Mistake 1 – Living by the ‘I’m young, I can save for my retirement later’ mentality
It may not be something you want to think about, but the reality is that the sooner you start to save, the better your quality of life may be as you get older and eventually retire. The adage ‘fail to plan, you plan to fail’ is apt in this case.
Your first taste of reality typically presents itself when you receive your first payslip and discover something called ‘deductions’. Not sure what this means? It’s worthwhile speaking to an independent financial adviser. He/she can explain the ins and outs of tax contributions that are automatically deducted from your gross salary.
The ability to look at your finances from a holistic perspective can be vital. You’re working life typically lasts 40 years, and during that time, you should be able to support yourself for those 40 years, as well as approximately 20 years thereafter.
Mistake 2: Not preserving your retirement savings when you change jobs
If you resign or may find yourself in the unfortunate situation of being retrenched from your job, you generally have the chance to access retirement funds to which you were contributing through your employer’s pension or retirement fund; try not to withdraw these savings unless it’s an absolute last resort.
By not preserving these funds, you essentially will have to start saving again from scratch. The older you are when you start saving, the more money you’ll have to put away, dedicating approximately 40% to 60% of your monthly income to retirement while still covering day-to-day expenses may not be feasible.
If you find yourself in a position where you may have to make use of those funds, only withdraw as much as you need because if you exceed SARS tax-free withdrawal thresholds you are likely to be taxed heavily.

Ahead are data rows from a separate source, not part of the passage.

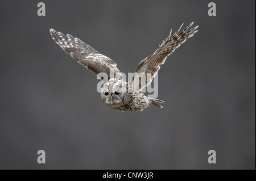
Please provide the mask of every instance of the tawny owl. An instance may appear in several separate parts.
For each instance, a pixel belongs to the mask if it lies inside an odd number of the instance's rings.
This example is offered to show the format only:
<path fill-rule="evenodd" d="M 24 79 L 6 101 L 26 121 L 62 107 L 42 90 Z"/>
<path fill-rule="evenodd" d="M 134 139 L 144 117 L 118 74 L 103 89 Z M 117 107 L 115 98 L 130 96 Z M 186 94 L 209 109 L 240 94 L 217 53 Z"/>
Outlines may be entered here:
<path fill-rule="evenodd" d="M 157 103 L 163 103 L 163 100 L 148 98 L 141 91 L 152 82 L 166 58 L 198 31 L 198 26 L 190 28 L 193 24 L 180 32 L 183 24 L 172 36 L 171 30 L 159 48 L 141 61 L 133 78 L 128 82 L 123 79 L 117 64 L 110 58 L 71 35 L 65 36 L 53 29 L 50 29 L 50 33 L 52 39 L 79 63 L 96 74 L 106 74 L 106 80 L 101 88 L 101 99 L 105 104 L 122 111 L 136 112 L 142 111 L 151 105 L 163 108 Z M 112 73 L 115 76 L 112 77 Z"/>

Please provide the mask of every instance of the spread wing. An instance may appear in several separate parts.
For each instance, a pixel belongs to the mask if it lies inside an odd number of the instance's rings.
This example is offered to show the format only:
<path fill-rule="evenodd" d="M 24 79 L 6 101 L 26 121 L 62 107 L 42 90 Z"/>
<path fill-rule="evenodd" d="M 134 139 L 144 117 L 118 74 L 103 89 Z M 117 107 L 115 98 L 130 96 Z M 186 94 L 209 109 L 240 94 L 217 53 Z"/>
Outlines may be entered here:
<path fill-rule="evenodd" d="M 96 74 L 105 73 L 109 79 L 110 71 L 114 71 L 115 75 L 117 73 L 120 73 L 114 61 L 82 42 L 80 39 L 74 38 L 69 34 L 65 36 L 61 32 L 56 32 L 53 29 L 50 29 L 50 33 L 52 39 L 65 52 Z"/>
<path fill-rule="evenodd" d="M 189 29 L 193 24 L 193 22 L 180 32 L 183 24 L 172 37 L 171 30 L 169 36 L 165 41 L 163 41 L 159 48 L 139 64 L 133 78 L 130 81 L 129 83 L 134 83 L 138 86 L 139 91 L 147 86 L 159 70 L 160 65 L 164 63 L 166 58 L 187 39 L 193 36 L 198 31 L 196 30 L 198 26 Z M 140 76 L 141 73 L 144 74 L 144 76 Z M 138 76 L 137 78 L 136 76 Z"/>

Mistake 3: Relying too much on debt to meet present-day needs
Many of us are unlikely to afford big purchases just from our salaries; this is usually where debt kicks in. Debt can be helpful, but it should be managed properly so that the cost of servicing it doesn’t hinder your ability to accumulate wealth over the long term.
If you take on debt, it’s important to use it for an investment that can provide you with real returns over time e.g. a property.
Mistake 4: Not talking to your family about finances
Your parents/guardians are usually the people that assist you financially and emotionally to become a young professional. The feeling to return the favour with financial support in their older years may only be natural. Still, setting realistic levels of support may be best. If you don’t have transparent conversations with your loved ones, you may find you’ll be taking on financial responsibilities that you cannot actually afford.
You don’t have to feel it’s wholly on you to sort out your finances. Enlist the services of a professional independent financial adviser; he/she can help you set goals and help you draw up a realistic plan to achieve them. For example, you may have heard about unit trusts and wondering if it’s a worthwhile investment. An IFA can explain different funds’ factsheets as well as educate you about unit trust prices so that you can make an informed decision.